La dernière vague post-coloniale, diasporas en voie de sédentarisation ou remigration ?

La dernière vague migratoire musulmane, est la plus significative de l’histoire, d’abord parce qu’elle nous concerne directement. Nos contemporains musulmans sont en effet, le fruit de cette immigration massive - voulue il faut le rappeler d’abord par les élites dirigeantes françaises au lendemain de la guerre - mais aussi parce qu’elle concentre toutes les tensions actuelles.

Les générations successives de musulmans nés en France, constituent désormais des minorités importantes, françaises de fait et ré-islamisées à partir des années 80, sous l’influence de terrain du militantisme associatif musulman immigré, appuyé par l‘arrivée massive des chaînes satellitaires arabes et enfin aujourd’hui, avec la brusque apparition d'une génération connectée sur l’islam 2.0, autrement appelé « cheikh Google », qui construit une appartenance religieuse libre et une identité cultuelle déconnectée de la vie sociale et culturelle dominante.

Les musulmans de France, constituent toujours - malgré la francité des plus jeunes - des communautés, des diasporas, aux mentalités et mœurs hybrides. A la fois attachés au creuset communautaire d’où ils sont respectivement issus, ils affichent néanmoins une affirmation citoyenne et française, au moins dans le discours.

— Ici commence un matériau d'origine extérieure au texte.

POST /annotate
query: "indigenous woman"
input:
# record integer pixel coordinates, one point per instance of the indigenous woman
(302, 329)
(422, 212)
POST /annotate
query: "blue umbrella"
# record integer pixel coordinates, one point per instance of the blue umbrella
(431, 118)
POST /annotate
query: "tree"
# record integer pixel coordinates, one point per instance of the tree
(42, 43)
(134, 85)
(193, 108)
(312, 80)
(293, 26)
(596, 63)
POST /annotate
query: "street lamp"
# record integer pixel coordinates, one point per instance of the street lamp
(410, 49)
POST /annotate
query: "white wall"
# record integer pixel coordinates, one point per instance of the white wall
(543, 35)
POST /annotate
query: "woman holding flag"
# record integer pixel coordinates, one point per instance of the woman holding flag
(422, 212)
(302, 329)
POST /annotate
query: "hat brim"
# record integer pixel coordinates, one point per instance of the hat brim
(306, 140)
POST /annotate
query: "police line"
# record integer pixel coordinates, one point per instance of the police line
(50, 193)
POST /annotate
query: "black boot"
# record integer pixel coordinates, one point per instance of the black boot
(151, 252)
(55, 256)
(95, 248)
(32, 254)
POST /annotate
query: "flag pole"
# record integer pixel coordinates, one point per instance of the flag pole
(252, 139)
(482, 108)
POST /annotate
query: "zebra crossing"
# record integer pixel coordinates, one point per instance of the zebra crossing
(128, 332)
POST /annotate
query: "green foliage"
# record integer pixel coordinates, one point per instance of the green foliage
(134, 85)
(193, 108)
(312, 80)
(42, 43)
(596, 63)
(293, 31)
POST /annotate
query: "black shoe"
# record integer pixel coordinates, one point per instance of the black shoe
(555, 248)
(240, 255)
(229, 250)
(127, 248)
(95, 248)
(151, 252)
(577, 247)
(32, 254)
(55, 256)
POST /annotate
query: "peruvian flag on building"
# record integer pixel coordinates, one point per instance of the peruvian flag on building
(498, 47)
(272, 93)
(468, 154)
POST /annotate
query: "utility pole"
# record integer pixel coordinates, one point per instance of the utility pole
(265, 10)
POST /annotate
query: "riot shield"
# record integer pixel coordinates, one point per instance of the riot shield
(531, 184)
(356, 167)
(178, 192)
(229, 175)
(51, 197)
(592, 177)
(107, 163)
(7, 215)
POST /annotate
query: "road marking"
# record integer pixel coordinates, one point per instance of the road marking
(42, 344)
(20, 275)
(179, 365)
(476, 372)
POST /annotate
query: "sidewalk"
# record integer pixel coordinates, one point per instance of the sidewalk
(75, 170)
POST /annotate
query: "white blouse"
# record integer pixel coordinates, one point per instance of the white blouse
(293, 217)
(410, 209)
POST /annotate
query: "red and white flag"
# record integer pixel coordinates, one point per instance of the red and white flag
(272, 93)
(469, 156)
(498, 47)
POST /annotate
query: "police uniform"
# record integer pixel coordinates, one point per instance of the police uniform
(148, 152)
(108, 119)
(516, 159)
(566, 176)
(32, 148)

Leur nombre sujet de polémiques régulières est suffisamment important pour susciter un débat sérieux et rationnel. Il y a aujourd’hui plus de musulmans en France qu’en Bahreïn, qu’aux Émirats arabes ou au Koweït, qu’en Mauritanie, Libye, ou même en Palestine.

Malgré, une maîtrise des codes et de la culture dominante française, la double appartenance culturelle des musulmans (communauté d’origine et nationalité française), présentée comme une richesse et un atout, voire une nécessité identitaire, devient aujourd’hui une question nationale.

Le discours islamophobe ambiant, résurgence de l’islamo-scepticisme historique français, la peur viscérale d’une « islamisation » - assumée y compris par les médias dominants 1 - la pression migratoire et le climat terroriste, engendrent un contexte particulièrement tendu pour aborder la question musulmane.

Les dernières décennies, ont été aussi caractérisées par des tentatives d’organisation de l’islam français, qui aboutissent fatalement – comme pour les lois scolaires - sur la volonté de modifier la loi 1905, afin de l’adapter à un contrôle plus raffiné de la nouvelle question musulmane.

Les élites françaises en continuant de promouvoir une immigration massive, ainsi qu’un discours multiculturaliste ont contribué à pérenniser les diasporas musulmanes et retarder ainsi, l’émergence d’une contribution musulmane française assumée et réfléchie. Comment peut-on construire une organisation nationale de l’islam en France, en laissant les puissances étrangères, garder un contrôle communautaire de leurs diasporas ?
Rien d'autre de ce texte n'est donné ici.